Anti-Georgian sentiment, also known as Kartvelophobia, refers to the dislike, hatred, or persecution of Georgians, the country of Georgia, or Georgian culture.

Armenia
According to a July 2007 poll in Armenia, Georgia was viewed as a political and economic threat by 12% of respondents, while 9% viewed it as an important partner. According to a 2013 poll, a majority of respondents opposed women marrying Georgians (70% disapproving vs 29% approving). In contrast, a majority approved doing business with Georgians (67% vs 31%).

Azerbaijan
According to a 2013 poll, a majority of respondents in Azerbaijan opposed women marrying Georgians (94% disapproving vs 5% approving). In contrast, a majority approved doing business with Georgians (78% vs 20%).

Iran
The statue of word Allah made by Iranian Georgians from the Georgian Mkhedruli letters was to be installed in a square in Fereydunshahr, Iran. On the first installation attempt, the statue was not installed because of opposition from the Lurs. 120 days later, it was installed, but only for a few hours at night, then taken down and moved out of the city.

Russia

According to the Russian-based human rights center Memorial as of 2006 "Georgian citizens or just ethnic Georgian are subject to unlawful mass checks of observance of regime of sojourn" in Russia. The atmosphere of fear for Georgians in Russia was "supported by a lot of anti-Georgian materials in mass media, first of all on TV." 

It especially intensified during and after the Russo-Georgian War of 2008. In the months following the war, discrimination against Georgian residents in Russia ran high. Svante Cornell and S. Frederick Starr described the situation as follows:

By early October 2008, the "anti-Georgian campaign had turned into a full-scale witch hunt". Sanctions against Georgia were passed by the State Duma, while visas for Georgian citizens were shortened by half. Temur Iakobashvili, Georgia's State Minister for Reintegration, accused Russia of financially backing an anti-Georgian campaign in the Western media.
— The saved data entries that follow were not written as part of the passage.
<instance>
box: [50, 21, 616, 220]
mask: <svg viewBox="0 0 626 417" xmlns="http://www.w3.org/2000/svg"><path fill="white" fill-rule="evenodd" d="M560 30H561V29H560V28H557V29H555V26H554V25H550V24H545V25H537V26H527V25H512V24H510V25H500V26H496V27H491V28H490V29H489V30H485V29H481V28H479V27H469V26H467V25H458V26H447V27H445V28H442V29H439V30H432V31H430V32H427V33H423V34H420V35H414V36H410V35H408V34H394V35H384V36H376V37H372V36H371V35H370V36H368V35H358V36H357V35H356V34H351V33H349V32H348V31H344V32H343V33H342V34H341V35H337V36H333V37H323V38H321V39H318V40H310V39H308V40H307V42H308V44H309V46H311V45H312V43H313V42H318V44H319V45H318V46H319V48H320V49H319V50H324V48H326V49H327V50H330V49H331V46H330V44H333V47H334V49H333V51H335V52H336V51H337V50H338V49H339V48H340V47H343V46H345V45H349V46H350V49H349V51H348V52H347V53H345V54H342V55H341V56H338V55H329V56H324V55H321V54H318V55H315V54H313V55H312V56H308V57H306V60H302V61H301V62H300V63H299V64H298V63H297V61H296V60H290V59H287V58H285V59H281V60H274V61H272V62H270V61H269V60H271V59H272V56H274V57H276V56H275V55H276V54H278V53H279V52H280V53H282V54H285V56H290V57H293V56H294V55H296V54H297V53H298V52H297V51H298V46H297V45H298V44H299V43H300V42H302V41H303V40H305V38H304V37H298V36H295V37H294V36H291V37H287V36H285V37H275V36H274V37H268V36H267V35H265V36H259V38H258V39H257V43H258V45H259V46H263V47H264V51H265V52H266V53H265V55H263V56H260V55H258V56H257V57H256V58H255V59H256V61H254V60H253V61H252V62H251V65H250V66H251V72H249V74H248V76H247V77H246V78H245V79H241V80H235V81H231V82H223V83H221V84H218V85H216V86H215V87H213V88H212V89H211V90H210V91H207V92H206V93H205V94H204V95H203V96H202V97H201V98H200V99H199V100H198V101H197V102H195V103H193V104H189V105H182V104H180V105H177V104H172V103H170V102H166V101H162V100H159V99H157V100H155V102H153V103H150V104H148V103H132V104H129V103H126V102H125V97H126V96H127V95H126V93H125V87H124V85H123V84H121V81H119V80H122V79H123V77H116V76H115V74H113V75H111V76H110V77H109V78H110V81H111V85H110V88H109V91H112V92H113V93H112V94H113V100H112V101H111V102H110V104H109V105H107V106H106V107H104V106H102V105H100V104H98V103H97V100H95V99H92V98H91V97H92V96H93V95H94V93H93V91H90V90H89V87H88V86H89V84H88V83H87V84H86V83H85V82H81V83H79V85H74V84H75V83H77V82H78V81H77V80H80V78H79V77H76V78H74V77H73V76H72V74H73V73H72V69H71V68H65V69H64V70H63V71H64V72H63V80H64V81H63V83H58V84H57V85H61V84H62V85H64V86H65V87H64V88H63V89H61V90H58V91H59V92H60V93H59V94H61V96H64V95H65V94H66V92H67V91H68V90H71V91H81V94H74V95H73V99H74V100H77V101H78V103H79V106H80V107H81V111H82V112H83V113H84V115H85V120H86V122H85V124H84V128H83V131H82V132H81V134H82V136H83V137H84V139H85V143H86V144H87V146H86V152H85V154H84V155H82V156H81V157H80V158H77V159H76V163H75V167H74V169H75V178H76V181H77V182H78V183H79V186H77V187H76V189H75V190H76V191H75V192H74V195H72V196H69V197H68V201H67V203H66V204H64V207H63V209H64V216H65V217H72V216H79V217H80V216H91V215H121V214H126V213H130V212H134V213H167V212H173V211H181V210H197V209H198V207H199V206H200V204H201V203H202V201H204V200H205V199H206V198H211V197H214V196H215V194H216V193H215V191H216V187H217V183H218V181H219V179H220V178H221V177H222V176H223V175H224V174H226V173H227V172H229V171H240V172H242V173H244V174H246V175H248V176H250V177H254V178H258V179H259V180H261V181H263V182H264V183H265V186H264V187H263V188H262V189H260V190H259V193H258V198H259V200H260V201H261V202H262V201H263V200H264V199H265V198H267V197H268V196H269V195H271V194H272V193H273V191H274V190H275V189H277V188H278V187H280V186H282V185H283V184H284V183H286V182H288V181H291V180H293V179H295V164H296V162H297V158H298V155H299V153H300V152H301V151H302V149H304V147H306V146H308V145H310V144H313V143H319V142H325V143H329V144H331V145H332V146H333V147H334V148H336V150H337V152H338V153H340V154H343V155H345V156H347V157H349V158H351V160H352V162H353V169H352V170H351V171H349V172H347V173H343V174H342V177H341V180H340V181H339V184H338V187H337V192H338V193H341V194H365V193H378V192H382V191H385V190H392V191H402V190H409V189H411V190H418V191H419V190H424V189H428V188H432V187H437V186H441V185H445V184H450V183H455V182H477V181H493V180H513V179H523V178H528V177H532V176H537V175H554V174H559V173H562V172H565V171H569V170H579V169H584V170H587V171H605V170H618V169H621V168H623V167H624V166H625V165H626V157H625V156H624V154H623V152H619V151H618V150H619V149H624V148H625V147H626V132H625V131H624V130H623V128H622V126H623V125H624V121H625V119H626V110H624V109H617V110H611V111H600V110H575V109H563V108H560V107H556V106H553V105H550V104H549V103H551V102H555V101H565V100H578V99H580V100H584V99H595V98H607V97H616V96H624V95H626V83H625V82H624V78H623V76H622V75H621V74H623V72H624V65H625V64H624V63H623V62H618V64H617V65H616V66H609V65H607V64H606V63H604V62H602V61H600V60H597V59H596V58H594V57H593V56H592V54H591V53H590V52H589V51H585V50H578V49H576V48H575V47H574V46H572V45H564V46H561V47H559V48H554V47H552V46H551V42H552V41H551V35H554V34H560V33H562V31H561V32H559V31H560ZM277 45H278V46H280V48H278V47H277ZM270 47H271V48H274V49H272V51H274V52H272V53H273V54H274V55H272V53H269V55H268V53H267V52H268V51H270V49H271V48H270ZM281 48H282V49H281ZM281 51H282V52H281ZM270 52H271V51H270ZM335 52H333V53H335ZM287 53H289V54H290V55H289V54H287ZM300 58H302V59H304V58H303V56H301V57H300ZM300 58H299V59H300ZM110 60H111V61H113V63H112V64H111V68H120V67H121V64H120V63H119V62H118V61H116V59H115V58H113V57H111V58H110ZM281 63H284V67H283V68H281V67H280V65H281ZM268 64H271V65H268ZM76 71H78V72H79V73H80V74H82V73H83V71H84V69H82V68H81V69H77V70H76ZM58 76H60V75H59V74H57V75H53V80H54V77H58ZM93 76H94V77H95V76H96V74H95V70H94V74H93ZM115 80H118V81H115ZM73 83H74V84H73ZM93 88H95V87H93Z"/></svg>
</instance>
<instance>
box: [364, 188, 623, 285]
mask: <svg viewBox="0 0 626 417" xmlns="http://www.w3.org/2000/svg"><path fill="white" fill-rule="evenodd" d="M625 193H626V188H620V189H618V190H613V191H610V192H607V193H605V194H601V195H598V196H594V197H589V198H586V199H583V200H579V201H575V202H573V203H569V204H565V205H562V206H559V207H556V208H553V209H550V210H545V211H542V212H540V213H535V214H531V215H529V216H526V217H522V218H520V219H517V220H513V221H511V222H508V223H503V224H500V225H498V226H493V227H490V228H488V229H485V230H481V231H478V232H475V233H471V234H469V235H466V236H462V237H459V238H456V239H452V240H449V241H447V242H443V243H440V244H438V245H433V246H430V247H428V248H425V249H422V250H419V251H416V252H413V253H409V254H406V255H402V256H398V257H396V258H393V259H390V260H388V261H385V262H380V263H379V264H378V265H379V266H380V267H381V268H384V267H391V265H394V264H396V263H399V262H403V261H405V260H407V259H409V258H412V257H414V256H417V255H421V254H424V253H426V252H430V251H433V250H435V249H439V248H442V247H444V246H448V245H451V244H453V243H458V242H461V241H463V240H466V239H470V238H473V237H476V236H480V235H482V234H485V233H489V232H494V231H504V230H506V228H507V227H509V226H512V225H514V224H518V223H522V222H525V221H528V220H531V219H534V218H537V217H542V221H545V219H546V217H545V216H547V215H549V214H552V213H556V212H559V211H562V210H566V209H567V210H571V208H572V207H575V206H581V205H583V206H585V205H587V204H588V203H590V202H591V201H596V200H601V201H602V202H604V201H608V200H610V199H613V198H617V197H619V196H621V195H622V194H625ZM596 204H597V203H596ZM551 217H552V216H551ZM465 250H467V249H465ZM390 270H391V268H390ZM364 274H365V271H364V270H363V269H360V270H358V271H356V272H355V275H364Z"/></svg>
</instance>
After change of leadership in Georgia in 2012-2013, when Georgian Dream replaced Saakashvili's UNM, "Moscow’s anti-Georgian rhetoric has softened as the strong ideological opposition frequently raised by the previous Georgian government has disappeared, and Russia has lifted its previous embargoes on Georgian wines and mineral water."

In 2012, then-Prime Minister Vladimir Putin, at a dinner with journalists, said that Boris Akunin, a popular fiction writer in Russia, supports the Russian opposition just because "he's an ethnic Georgian".

In August 2008 opposition activist Aleksei Navalny referred to Georgians by as "rodents." Navalny later apologized, but said that "he stands by the other positions he took at that time."

Russian movies Olympus Inferno (2008) and August Eighth (2012) carry anti-Georgian sentiments.

Abkhazia

Anti-Georgian and anti-Soviet riots took place in Abkhazia during the Soviet period in 1957, 1967, and 1979. Reports of these incidents were largely suppressed until the late 1980s.

During the 1992–93 war the ethnic Georgians were victims of ethnic cleansing by the Abkhaz separatist government.

South Ossetia
During 2008 Russo-Georgian war, Ethnic cleansing of Georgians in South Ossetia took place conducted by the "South Ossetian" separatists and Russian forces in occupied territory of Tskhinvali region, also known as South Ossetia.